(ORDO NEWS) — We regularly see “shooting stars” – meteorites burning up in the atmosphere. But how many such objects fall on the planet and reach its surface?
Meteorites fall to Earth every day, but how many of these celestial bodies bombard our planet every year?
Each year, millions of debris from space burn up in the Earth’s atmosphere, many of which flare briefly and appear in the sky as “shooting stars”. But how many of them reach the ground?
How many meteorites fall on our planet?
Scientists estimate that fewer than 10,000 meteorites fall to earth or water a drop in the bucket compared to the moon, which has no atmosphere.
Meteorites of various sizes fall on our satellite: from 10 to 1000 tons – the mass of about 5.5 cars – per day and about 33,000 collisions of space rocks the size of ping-pong balls per year.
Space rocks that usually turn into meteorites are known as meteoroids – small asteroids or the smallest celestial bodies in the solar system.
According to the American Meteor Society (AMS), they range in size from boulders about 1 meter to micrometeoroids the size of a grain of dust.
Meteoroids are usually fragments of asteroids or comets. However, some of them may be debris from planets or moons.
For example, according to the Meteor Society, more than 300 meteorites are known to have originated as fragments of Mars.

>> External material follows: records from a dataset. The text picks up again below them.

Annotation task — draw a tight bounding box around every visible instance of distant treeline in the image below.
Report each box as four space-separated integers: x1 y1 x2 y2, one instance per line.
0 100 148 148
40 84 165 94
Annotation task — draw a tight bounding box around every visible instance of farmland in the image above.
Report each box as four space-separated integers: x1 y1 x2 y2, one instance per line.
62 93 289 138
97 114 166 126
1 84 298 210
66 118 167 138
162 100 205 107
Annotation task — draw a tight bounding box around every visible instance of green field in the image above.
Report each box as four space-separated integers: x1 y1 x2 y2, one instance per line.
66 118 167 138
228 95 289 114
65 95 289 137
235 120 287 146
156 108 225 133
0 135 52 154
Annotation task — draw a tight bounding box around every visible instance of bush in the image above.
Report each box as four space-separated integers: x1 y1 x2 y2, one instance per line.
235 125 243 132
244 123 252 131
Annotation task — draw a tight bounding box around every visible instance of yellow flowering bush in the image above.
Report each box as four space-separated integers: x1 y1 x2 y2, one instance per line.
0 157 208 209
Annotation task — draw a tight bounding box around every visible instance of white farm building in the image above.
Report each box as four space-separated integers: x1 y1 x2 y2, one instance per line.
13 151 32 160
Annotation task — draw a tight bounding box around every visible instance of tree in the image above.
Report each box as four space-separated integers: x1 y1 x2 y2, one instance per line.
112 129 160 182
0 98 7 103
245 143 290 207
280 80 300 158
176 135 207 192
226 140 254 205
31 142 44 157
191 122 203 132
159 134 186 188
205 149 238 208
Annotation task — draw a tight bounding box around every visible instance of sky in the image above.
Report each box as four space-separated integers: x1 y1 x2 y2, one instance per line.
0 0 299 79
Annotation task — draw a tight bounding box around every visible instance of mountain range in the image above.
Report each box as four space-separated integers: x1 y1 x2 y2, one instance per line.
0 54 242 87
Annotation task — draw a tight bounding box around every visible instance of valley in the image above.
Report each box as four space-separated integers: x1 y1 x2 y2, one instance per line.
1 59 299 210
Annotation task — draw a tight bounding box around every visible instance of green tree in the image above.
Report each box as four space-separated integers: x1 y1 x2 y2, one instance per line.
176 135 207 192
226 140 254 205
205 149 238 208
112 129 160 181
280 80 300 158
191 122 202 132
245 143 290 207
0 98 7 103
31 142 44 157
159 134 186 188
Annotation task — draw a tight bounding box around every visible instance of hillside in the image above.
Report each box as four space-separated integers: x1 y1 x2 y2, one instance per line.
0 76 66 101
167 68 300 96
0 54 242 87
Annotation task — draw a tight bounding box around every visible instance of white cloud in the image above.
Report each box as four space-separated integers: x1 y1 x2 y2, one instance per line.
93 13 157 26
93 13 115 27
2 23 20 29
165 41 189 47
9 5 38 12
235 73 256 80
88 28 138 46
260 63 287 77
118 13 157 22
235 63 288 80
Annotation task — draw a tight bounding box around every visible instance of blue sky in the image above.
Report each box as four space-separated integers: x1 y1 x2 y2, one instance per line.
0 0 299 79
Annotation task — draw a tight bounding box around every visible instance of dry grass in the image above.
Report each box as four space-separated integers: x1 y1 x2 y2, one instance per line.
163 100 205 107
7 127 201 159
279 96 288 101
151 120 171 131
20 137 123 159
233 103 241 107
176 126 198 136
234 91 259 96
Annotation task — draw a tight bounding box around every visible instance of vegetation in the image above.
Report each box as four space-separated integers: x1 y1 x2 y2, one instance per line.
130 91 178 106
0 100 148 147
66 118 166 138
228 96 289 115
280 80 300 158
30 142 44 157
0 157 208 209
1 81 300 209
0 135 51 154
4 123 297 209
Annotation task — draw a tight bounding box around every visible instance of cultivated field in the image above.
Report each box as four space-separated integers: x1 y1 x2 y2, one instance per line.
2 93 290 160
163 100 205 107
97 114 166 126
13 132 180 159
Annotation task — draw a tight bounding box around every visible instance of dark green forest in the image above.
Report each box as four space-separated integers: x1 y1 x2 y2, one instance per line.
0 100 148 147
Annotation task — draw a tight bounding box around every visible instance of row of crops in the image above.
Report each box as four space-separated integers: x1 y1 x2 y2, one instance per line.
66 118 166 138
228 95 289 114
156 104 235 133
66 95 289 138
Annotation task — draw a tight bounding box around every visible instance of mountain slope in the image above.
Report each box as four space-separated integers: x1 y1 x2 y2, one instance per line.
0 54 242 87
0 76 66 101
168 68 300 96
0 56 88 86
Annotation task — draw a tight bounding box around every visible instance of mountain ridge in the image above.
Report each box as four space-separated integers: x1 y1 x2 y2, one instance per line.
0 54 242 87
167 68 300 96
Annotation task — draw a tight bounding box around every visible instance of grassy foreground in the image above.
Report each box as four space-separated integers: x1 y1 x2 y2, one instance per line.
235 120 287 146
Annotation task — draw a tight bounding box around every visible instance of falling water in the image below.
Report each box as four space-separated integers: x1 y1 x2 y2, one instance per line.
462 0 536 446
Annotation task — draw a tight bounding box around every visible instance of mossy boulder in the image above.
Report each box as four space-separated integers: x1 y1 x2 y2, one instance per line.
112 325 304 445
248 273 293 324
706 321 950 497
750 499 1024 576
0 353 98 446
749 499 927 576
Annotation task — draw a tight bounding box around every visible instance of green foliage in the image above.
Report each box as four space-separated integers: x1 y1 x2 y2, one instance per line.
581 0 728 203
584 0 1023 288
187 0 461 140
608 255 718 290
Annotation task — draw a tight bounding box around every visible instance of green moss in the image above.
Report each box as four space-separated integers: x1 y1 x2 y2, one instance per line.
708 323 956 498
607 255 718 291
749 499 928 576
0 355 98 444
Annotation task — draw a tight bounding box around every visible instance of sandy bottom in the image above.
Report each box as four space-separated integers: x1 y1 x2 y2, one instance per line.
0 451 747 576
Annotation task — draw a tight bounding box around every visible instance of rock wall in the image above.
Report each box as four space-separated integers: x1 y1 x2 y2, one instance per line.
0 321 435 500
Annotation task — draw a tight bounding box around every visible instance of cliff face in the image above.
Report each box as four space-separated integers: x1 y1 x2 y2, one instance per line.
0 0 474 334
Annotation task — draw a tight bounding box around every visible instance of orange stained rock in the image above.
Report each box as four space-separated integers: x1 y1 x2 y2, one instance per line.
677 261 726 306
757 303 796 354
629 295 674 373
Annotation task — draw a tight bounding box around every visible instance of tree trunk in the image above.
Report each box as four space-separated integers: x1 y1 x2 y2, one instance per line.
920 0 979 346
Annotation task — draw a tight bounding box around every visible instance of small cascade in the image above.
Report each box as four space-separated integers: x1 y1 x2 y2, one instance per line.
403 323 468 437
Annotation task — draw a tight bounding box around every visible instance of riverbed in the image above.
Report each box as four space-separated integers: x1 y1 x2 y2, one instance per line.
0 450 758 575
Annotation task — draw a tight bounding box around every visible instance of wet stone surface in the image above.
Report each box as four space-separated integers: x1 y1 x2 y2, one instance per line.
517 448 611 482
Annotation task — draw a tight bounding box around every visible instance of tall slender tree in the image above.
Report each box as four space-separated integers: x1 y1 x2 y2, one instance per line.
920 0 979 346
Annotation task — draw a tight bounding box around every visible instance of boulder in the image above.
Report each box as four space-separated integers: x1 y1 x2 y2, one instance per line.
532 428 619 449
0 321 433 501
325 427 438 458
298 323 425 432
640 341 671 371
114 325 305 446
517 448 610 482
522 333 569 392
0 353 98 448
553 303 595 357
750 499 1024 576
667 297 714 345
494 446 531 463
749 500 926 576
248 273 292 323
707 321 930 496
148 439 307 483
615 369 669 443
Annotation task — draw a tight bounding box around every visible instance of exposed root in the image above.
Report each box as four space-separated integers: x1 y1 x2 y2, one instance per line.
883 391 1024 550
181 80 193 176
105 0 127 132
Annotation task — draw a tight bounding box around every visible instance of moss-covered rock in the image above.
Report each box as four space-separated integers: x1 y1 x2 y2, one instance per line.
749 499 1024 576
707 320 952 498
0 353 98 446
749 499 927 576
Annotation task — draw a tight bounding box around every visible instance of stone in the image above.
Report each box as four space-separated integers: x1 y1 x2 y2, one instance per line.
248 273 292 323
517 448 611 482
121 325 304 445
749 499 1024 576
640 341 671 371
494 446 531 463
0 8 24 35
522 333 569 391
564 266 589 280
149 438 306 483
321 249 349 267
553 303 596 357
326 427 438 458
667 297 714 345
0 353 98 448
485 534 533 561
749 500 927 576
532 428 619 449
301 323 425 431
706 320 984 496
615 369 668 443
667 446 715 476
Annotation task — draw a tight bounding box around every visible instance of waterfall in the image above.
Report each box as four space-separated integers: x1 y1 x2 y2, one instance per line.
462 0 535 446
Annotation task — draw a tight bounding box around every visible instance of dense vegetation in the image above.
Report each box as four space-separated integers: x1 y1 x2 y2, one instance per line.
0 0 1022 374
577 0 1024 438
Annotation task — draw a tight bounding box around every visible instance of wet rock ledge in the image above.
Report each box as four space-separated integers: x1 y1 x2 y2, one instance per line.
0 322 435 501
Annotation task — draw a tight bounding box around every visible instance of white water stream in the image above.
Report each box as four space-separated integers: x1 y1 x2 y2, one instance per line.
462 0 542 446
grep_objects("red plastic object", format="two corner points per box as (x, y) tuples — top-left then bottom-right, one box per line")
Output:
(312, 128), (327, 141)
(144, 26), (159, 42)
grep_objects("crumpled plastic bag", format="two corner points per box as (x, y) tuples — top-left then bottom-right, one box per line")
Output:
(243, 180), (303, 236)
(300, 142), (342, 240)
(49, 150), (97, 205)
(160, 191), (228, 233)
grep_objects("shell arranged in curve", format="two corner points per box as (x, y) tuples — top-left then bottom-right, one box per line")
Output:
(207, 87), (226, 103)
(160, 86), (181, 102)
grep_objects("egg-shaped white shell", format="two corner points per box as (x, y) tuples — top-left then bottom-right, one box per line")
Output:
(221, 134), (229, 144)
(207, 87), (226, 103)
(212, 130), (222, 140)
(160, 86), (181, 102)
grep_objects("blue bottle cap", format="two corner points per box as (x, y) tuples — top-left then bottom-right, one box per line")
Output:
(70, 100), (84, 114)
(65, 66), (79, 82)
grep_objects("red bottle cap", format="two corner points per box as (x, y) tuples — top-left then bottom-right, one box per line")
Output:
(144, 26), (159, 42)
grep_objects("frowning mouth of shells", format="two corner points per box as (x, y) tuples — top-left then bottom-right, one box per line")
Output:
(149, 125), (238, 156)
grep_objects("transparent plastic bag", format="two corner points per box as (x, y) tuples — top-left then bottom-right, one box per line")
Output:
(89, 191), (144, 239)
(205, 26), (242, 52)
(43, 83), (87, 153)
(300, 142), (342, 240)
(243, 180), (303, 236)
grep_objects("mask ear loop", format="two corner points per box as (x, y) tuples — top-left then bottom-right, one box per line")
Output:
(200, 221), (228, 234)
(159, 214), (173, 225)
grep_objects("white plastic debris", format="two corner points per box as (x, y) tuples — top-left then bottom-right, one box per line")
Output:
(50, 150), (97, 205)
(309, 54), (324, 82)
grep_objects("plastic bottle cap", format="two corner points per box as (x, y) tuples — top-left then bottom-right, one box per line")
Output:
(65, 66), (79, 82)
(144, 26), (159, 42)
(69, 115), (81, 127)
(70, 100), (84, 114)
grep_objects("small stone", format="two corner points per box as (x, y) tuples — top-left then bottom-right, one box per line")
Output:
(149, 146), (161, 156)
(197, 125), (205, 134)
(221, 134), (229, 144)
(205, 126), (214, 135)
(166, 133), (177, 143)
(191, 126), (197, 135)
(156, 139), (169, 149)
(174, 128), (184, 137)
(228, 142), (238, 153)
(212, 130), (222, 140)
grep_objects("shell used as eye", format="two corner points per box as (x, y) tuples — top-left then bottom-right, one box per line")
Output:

When meteorites break through the Earth’s atmosphere, they burn up from friction with the air and create streaks of light across the sky: these flaming falling rocks are called meteors.
Thousands of fireballs erupt in the Earth’s skies every day, but most of them occur over oceans and uninhabited regions, and many of them are not visible due to daylight, AMS notes.
Most meteorites found on Earth come from meteor showers associated with dust ejected by comets.
However, meteor showers do not produce meteorites because the meteoroids in such showers are usually too fragile to survive falling to the ground.
It is impossible to know exactly how many meteorites fall into the ocean and sink to the bottom undetected. However, 29% of the Earth’s surface is covered by land.
Urban areas, containing about 55% of the people, cover about 0.44% of the land mass. The total number of meteorite impacts on Earth was roughly equal to the number of meteorites recorded in urban areas divided by the percentage of Earth’s land area covered by cities.
Overall, it is estimated that around 6,100 meteorite impacts per year are likely to occur across the Earth, and about 1,800 of them occur on land.